II. Geothermal Ostrich Farm
Behind the bar there was a box of discarded jackets that had never been claimed as people filed out of the club, drunk and disconcerned if they left with less than they had come with–or sometimes with more, if the right connection had been made. I grabbed something fleece that fit well enough and zipped it up halfway before I drove deeper into the club. Through another doorway I came to a lounge area filled with plush black furniture. I plopped myself onto a sofa that cradled me as I snuggled into the thick cushions. I shut my eyes and tried to catch some shuteye before the usual crowd showed up.

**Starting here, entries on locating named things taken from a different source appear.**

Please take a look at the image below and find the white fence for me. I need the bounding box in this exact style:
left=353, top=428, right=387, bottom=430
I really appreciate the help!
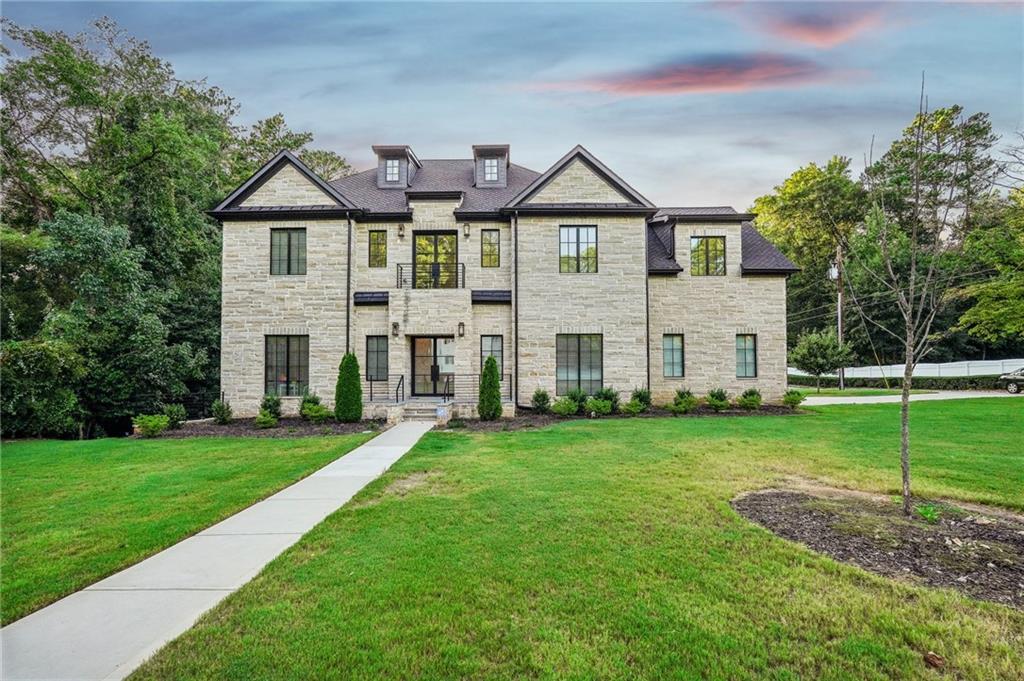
left=790, top=359, right=1024, bottom=378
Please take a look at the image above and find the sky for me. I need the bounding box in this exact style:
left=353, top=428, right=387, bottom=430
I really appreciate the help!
left=2, top=0, right=1024, bottom=205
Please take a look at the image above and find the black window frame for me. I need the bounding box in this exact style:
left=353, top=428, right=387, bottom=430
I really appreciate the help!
left=558, top=224, right=600, bottom=274
left=690, top=235, right=726, bottom=276
left=480, top=229, right=502, bottom=267
left=480, top=334, right=505, bottom=380
left=263, top=334, right=309, bottom=397
left=367, top=229, right=387, bottom=269
left=270, top=227, right=307, bottom=276
left=662, top=334, right=686, bottom=378
left=366, top=336, right=388, bottom=382
left=736, top=334, right=758, bottom=378
left=555, top=334, right=604, bottom=396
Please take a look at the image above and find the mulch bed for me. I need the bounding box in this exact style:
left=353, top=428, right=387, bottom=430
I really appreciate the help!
left=161, top=418, right=384, bottom=438
left=732, top=490, right=1024, bottom=609
left=449, top=405, right=802, bottom=432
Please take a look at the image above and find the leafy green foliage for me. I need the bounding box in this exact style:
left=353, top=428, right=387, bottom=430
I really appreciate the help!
left=334, top=352, right=362, bottom=423
left=551, top=395, right=580, bottom=417
left=584, top=397, right=612, bottom=417
left=210, top=399, right=232, bottom=426
left=736, top=388, right=761, bottom=412
left=163, top=405, right=188, bottom=430
left=476, top=356, right=502, bottom=421
left=259, top=395, right=281, bottom=419
left=705, top=388, right=729, bottom=412
left=253, top=409, right=278, bottom=428
left=132, top=414, right=170, bottom=437
left=529, top=388, right=551, bottom=414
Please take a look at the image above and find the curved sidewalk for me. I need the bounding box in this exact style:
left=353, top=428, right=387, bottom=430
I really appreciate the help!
left=0, top=422, right=433, bottom=681
left=804, top=390, right=1018, bottom=407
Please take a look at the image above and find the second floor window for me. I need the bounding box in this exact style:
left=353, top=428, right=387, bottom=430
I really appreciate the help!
left=483, top=159, right=498, bottom=182
left=270, top=229, right=306, bottom=274
left=370, top=229, right=387, bottom=267
left=384, top=159, right=398, bottom=182
left=558, top=226, right=597, bottom=272
left=480, top=229, right=501, bottom=267
left=690, top=237, right=725, bottom=276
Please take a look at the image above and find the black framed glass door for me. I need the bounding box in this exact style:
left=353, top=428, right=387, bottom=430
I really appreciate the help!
left=413, top=336, right=455, bottom=395
left=413, top=231, right=459, bottom=289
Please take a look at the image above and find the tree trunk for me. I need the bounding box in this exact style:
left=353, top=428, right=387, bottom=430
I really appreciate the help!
left=899, top=329, right=913, bottom=515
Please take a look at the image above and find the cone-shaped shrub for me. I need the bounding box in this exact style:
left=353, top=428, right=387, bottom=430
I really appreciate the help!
left=334, top=352, right=362, bottom=423
left=476, top=357, right=502, bottom=421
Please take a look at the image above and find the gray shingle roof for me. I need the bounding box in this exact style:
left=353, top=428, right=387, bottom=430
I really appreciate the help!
left=331, top=159, right=540, bottom=213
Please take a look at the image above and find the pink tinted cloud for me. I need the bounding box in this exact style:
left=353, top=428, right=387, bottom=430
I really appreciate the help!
left=530, top=52, right=828, bottom=96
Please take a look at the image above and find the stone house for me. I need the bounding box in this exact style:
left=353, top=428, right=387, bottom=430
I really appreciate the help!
left=211, top=144, right=797, bottom=418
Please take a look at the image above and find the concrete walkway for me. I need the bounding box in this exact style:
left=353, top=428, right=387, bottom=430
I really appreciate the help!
left=804, top=390, right=1018, bottom=407
left=0, top=422, right=433, bottom=681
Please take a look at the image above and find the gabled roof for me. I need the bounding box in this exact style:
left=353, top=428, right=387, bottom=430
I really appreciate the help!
left=210, top=150, right=356, bottom=213
left=505, top=144, right=654, bottom=209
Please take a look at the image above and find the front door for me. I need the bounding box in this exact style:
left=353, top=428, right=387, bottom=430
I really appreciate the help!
left=413, top=231, right=459, bottom=289
left=413, top=336, right=455, bottom=395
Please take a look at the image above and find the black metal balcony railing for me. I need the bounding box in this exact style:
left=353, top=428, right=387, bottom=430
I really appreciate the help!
left=395, top=262, right=466, bottom=289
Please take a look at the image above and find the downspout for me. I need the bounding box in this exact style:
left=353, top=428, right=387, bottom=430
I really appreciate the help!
left=345, top=213, right=352, bottom=354
left=512, top=211, right=519, bottom=408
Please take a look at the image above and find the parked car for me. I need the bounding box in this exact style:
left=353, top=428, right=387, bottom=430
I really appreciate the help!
left=999, top=367, right=1024, bottom=395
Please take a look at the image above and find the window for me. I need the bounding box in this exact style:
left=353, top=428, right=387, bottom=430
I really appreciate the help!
left=369, top=229, right=387, bottom=267
left=558, top=226, right=597, bottom=272
left=662, top=334, right=685, bottom=378
left=736, top=334, right=758, bottom=378
left=384, top=159, right=398, bottom=182
left=367, top=336, right=387, bottom=381
left=690, top=237, right=725, bottom=276
left=270, top=229, right=306, bottom=274
left=555, top=334, right=603, bottom=395
left=480, top=229, right=502, bottom=267
left=480, top=336, right=505, bottom=380
left=264, top=336, right=309, bottom=397
left=483, top=159, right=498, bottom=182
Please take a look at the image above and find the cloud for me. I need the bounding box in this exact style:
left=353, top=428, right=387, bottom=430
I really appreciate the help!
left=528, top=52, right=830, bottom=96
left=719, top=2, right=885, bottom=49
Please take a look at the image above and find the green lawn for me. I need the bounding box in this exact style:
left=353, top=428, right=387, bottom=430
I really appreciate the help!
left=0, top=434, right=369, bottom=624
left=134, top=399, right=1024, bottom=680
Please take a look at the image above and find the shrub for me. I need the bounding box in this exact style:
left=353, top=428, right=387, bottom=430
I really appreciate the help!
left=588, top=386, right=618, bottom=414
left=551, top=395, right=580, bottom=416
left=736, top=388, right=761, bottom=412
left=259, top=395, right=281, bottom=419
left=210, top=399, right=231, bottom=426
left=705, top=388, right=729, bottom=412
left=132, top=414, right=170, bottom=437
left=299, top=392, right=321, bottom=421
left=669, top=388, right=698, bottom=416
left=620, top=397, right=647, bottom=416
left=476, top=356, right=502, bottom=421
left=302, top=405, right=334, bottom=424
left=529, top=388, right=551, bottom=414
left=565, top=388, right=587, bottom=414
left=782, top=390, right=804, bottom=409
left=334, top=352, right=362, bottom=423
left=164, top=405, right=188, bottom=430
left=630, top=388, right=651, bottom=409
left=253, top=409, right=278, bottom=428
left=586, top=397, right=611, bottom=417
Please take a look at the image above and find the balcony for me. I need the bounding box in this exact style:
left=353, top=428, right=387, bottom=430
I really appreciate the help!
left=395, top=262, right=466, bottom=289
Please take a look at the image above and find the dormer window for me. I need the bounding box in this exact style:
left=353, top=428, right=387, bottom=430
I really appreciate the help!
left=483, top=159, right=498, bottom=182
left=384, top=159, right=399, bottom=182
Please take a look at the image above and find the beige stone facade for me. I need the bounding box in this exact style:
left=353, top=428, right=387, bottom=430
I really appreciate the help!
left=221, top=146, right=785, bottom=419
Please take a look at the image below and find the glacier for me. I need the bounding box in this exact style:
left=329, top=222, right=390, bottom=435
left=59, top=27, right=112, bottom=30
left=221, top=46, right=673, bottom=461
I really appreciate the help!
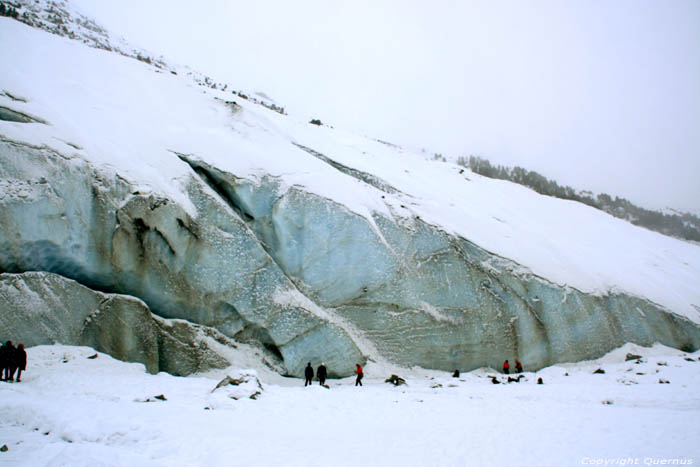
left=0, top=3, right=700, bottom=377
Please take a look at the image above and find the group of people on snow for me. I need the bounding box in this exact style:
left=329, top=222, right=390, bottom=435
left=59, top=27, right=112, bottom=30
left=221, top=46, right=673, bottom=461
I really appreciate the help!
left=304, top=359, right=528, bottom=387
left=0, top=341, right=27, bottom=383
left=304, top=362, right=364, bottom=387
left=503, top=358, right=523, bottom=375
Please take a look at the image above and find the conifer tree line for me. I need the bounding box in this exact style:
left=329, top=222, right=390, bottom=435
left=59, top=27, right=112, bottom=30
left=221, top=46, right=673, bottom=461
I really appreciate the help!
left=457, top=156, right=700, bottom=242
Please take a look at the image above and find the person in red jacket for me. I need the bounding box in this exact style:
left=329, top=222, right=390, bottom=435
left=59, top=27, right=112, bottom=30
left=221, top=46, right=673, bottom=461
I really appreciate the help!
left=515, top=359, right=523, bottom=373
left=355, top=363, right=364, bottom=386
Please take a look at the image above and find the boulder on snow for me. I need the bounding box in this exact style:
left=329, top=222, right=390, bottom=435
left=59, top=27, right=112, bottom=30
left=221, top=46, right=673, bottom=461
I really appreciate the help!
left=384, top=375, right=406, bottom=386
left=211, top=371, right=263, bottom=400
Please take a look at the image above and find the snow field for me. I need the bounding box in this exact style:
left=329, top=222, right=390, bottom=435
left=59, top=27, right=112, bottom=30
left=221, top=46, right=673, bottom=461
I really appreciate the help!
left=0, top=344, right=700, bottom=466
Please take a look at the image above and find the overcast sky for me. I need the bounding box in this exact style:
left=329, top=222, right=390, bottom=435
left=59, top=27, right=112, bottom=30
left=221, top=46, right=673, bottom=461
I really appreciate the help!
left=75, top=0, right=700, bottom=213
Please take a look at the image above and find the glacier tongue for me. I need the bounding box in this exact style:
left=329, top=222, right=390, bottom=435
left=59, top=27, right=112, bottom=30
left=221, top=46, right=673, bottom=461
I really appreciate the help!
left=0, top=7, right=700, bottom=376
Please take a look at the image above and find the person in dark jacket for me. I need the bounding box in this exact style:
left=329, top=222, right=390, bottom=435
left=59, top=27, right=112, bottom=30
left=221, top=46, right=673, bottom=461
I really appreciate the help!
left=0, top=341, right=15, bottom=381
left=0, top=342, right=9, bottom=381
left=355, top=363, right=365, bottom=386
left=304, top=362, right=314, bottom=387
left=15, top=344, right=27, bottom=383
left=7, top=342, right=17, bottom=382
left=515, top=358, right=523, bottom=373
left=316, top=363, right=328, bottom=386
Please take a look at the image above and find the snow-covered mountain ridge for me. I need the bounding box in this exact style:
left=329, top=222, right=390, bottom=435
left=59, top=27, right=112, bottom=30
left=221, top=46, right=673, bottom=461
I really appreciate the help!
left=0, top=0, right=700, bottom=380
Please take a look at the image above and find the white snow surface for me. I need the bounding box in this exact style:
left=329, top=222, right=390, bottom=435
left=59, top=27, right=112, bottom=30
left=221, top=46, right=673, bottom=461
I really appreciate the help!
left=0, top=344, right=700, bottom=467
left=0, top=18, right=700, bottom=322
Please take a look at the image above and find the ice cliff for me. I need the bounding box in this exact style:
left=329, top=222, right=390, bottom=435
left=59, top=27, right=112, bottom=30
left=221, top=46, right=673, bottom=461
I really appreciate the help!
left=0, top=2, right=700, bottom=376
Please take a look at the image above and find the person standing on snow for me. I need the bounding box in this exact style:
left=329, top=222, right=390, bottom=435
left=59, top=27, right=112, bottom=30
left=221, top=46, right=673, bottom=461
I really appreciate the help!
left=15, top=344, right=27, bottom=383
left=316, top=363, right=328, bottom=386
left=0, top=342, right=10, bottom=381
left=304, top=362, right=314, bottom=387
left=515, top=358, right=523, bottom=373
left=355, top=363, right=365, bottom=386
left=0, top=341, right=16, bottom=381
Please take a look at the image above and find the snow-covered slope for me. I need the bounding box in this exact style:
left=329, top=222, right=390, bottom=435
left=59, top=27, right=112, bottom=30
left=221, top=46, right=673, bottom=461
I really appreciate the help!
left=0, top=0, right=700, bottom=374
left=0, top=14, right=700, bottom=322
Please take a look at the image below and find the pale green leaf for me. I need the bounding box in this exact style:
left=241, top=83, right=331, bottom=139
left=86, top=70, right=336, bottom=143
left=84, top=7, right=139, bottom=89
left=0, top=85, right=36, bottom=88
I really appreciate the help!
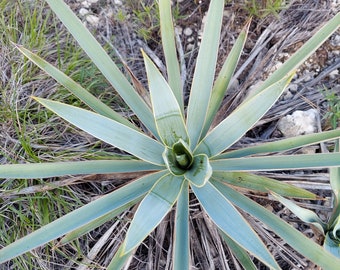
left=191, top=181, right=279, bottom=269
left=210, top=153, right=340, bottom=172
left=323, top=232, right=340, bottom=260
left=215, top=130, right=340, bottom=159
left=0, top=160, right=164, bottom=179
left=194, top=74, right=293, bottom=157
left=163, top=147, right=186, bottom=176
left=332, top=216, right=340, bottom=242
left=0, top=172, right=165, bottom=263
left=159, top=0, right=184, bottom=114
left=212, top=171, right=317, bottom=199
left=143, top=52, right=189, bottom=147
left=57, top=197, right=141, bottom=246
left=244, top=13, right=340, bottom=99
left=173, top=181, right=190, bottom=269
left=35, top=98, right=164, bottom=165
left=211, top=180, right=340, bottom=270
left=106, top=243, right=135, bottom=270
left=270, top=192, right=327, bottom=234
left=15, top=45, right=137, bottom=129
left=187, top=0, right=224, bottom=147
left=201, top=20, right=251, bottom=137
left=329, top=140, right=340, bottom=227
left=124, top=174, right=184, bottom=254
left=46, top=0, right=157, bottom=134
left=184, top=154, right=212, bottom=187
left=219, top=230, right=257, bottom=270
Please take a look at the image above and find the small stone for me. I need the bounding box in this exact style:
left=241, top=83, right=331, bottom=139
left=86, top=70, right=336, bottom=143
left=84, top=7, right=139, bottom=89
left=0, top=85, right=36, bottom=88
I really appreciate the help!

“Hey, Elliot,” someone said and I sat up groggily. A few hours had passed, so maybe it was early morning now. I looked through the still half-shadowy room to see a slender blonde with his back toward me.
“Hey Maggie,” I said, and from the tilt of his head I could tell he was rolling his eyes at me. “Studying still?”
“Always,” Mag said. “Physics is fun, but no one said it’s easy, did they?” He laughed at his own joke.
“Got to magnetism yet?”
He shrugged. “Will it matter when I do?” He turned just enough so I saw his clear, sea-green eyes. “Isn’t it in my blood already?” I laughed, and so did he: a joke no one outside these walls would ever understand.
“What are you studying, Elliot?”
“Stuff,” I said and stretched out along the couch again. “Did Ylissa fill you in?”
“Haven’t seen her yet. Something happen between you two?”
“No,” I said, but then I leaned forward quickly. “Wait, did she say something to you? Should something have happened last night?”
Mag shrugged again, but stayed staring at his textbook. “Yesterday was that rat–”
“–race, wasn’t it? I know things between you two always seem to get a little–shall we say, tense?–around this time, don’t they?” He yawned. “But, no, she didn’t say anything to me, at least nothing unexpected. What happened?”
“You won’t believe it,” I said.
“Oh, but won’t I? I know the stories you tell, Elliot: dry as dirt or high as clouds, eh?”
“True,” I said, rubbing my chin, “but this one, trust me, it’s out there: Last night I saw a super kill a guy.”
Mag looked over his shoulder at me and I couldn’t tell if he genuinely believed me or just thought I was being absurd. “A super? Who?”
“I didn’t recognize her,” I said and gave him a quick rundown like I’d given Ylissa earlier. “Do you think I could’ve just imagined it, or what?”
Mag looked back at his textbook and flipped back and forward a few pages.
“I guess it could’ve happened,” he finally said, “but I think Ylissa was right when she said it’s unusual for women to have such developed powers. I mean, Elliot, do any of the super women we know have that kind of skill?”
I sat back and tried to think of them all. Most of the supers here were men, and the women all had powers different than ours: Whereas we could affect the physical world, their powers related to the mind and were mostly internal. Astral projection, ESP, the ability to calculate long algorithms in the blink of an eye–those were the sorts of powers women had here. The ability to kill someone? That was unusual.
I scratched my head and Mag went back to his studying. He was one of the smartest guys I knew. If he wouldn’t even consider the possibility of a super who could do this, then maybe I had imagined it after all. But I watched a guy die, didn’t I?